How to Find the Owner of a Local Business (2026 Guide)
A step-by-step guide to finding the decision-maker at any local business — using Google Maps, LinkedIn, and enrichment tools. Skip the front desk and reach the person who actually makes buying decisions.
Whether you're doing outreach for a service, trying to sell software, or building a leads list for an agency client, the same problem comes up every time: you have the business name, but not the name of the person who actually decides things.
The website lists no team. The Google listing shows a phone number that goes to a receptionist. LinkedIn surfaces the company but not which employee is the owner. This guide walks through how to actually solve this — manually and at scale.
Why the owner is so hard to find
Local businesses are structurally different from mid-market or enterprise companies. Most local business owners:
- Don't maintain a polished LinkedIn profile
- Don't list themselves on the company website
- Use a shared phone number or generic email (info@, hello@)
- Have no PR presence or press mentions
That means the usual shortcuts — Googling the company name, checking Crunchbase, looking at Clearbit — rarely work. You need a different approach.
Method 1: Google Maps + manual LinkedIn search
This is the most reliable free approach, but it's slow.
Step 1: Find the Google Maps listing
Search the business name and city on Google Maps. The listing will often include:
- Business category (useful for narrowing down the right person title)
- Website
- Phone number
- Sometimes the owner's name shows up in Q&A or review responses
Step 2: Find the LinkedIn company page
Go to LinkedIn and search for the business name. Click on the company. Under "People", filter by title keywords: owner, founder, managing director, practice manager, principal, director.
Step 3: Cross-reference
If the city matches and the company size looks right, you have your person.
What slows this down: Most small businesses have 1–5 employees on LinkedIn, and many owners don't use LinkedIn at all. You'll hit dead ends frequently. Budget 3–10 minutes per business.

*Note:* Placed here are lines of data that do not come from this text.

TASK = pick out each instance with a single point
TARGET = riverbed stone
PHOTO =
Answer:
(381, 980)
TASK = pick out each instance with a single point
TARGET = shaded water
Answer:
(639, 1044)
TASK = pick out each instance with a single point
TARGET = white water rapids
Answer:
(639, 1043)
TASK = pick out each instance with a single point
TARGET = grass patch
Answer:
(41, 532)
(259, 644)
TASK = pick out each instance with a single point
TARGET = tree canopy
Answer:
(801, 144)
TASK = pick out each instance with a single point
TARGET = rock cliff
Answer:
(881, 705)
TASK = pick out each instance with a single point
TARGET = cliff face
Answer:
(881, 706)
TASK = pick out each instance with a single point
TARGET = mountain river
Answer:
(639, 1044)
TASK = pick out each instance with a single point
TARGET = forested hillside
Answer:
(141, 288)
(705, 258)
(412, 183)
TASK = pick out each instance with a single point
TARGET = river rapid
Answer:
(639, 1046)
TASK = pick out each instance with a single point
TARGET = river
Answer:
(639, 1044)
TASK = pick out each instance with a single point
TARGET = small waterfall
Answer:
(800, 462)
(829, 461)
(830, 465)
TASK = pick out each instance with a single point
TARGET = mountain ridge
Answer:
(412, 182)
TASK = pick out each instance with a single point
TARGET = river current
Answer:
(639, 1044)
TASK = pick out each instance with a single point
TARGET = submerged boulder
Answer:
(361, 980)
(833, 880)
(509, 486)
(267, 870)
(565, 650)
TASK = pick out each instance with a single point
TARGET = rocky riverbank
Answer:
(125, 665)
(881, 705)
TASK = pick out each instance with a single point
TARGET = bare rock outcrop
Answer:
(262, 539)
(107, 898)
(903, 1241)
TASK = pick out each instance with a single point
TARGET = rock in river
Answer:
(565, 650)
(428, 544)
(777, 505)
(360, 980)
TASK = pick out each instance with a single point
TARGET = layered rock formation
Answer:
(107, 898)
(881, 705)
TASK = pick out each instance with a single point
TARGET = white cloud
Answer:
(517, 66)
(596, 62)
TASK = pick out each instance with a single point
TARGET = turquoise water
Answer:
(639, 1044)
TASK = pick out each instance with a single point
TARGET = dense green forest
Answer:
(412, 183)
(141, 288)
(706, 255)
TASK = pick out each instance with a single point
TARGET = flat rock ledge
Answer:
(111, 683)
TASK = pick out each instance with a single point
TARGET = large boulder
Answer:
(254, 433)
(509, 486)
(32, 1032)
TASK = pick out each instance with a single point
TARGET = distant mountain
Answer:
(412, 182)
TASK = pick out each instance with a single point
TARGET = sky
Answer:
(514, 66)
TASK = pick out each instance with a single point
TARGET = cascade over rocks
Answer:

Method 2: Secretary of State business filings
Every US state has a public business registry. When someone registers an LLC or corporation, they file a registered agent and often a member or officer name.
Search "[state] Secretary of State business search" — most have free lookup tools.
This is particularly useful for:
- Contractors and trades businesses
- Medical and dental practices (they often register as professional LLCs)
- Any business where LinkedIn is sparse
The limitation: some states only list the registered agent (often an attorney), not the actual owner. And it's a separate search for every state.
Method 3: Use a local business enrichment tool
For anyone doing this at any volume — an agency building lead lists, a sales team working a territory, a researcher — manual lookup doesn't scale.
Tools like Local Lynx run a fixed pipeline on any domain or CSV you upload:
- Google Maps verification — confirms the business is real and gets the canonical listing data
- LinkedIn company match — finds the company's LinkedIn page based on the Maps data
- Decision-maker identification — surfaces the founder, owner, or practice manager with their title, LinkedIn profile, email, and phone number
The key difference from generic B2B databases is the Maps-first approach. Every result has been verified against the Google Maps listing, which means no phantom businesses, no stale data from companies that closed, and no records that look like a match but are actually a different location.
What to do when you can't find anyone
Some businesses genuinely have no findable owner. Usually this is because:
- The business is a franchise (the "owner" may be a regional franchisee, not a corporate contact)
- The LLC is registered under a holding company name, not the owner's name
- The owner actively keeps their name off the internet (common with medical and legal practices)
In these cases, your best path is usually:
- Call the business and ask who handles purchasing/vendor relationships for [your specific thing]
- Check the Google Maps reviews — owners often respond to negative reviews and sign their names
- Look at the business's Facebook page — local business owners are more active there than LinkedIn
At scale: what a good pipeline looks like
If you're running lead generation for a territory or vertical:
- Start with a CSV — business names, websites, or cities + categories
- Enrich through Google Maps — verify each business is real, get canonical data
- Match to LinkedIn — find the company page and pull the org chart
- Pull decision-maker contacts — name, title, email, phone
The output is one clean sheet per run. What used to take a researcher 3 hours per 50 businesses can run in minutes.
Key things to remember
- The owner isn't always the right contact. For a dental practice, you might want the practice manager. For a multi-location restaurant group, you want the director of operations. Matching the title to your use case matters.
- Phone numbers from Maps listings are often front-desk numbers. For direct outreach, a decision-maker's direct line (not the main number) is significantly more effective.
- Data goes stale. Owners sell businesses. People change roles. Any list older than 6 months should be re-verified before a major campaign.
Finding local business owners is solvable — it just requires knowing which signals to look at and in what order. For a handful of businesses, the manual approach works. For anything larger, enrichment tooling saves the time that would otherwise go into dead ends and receptionist calls.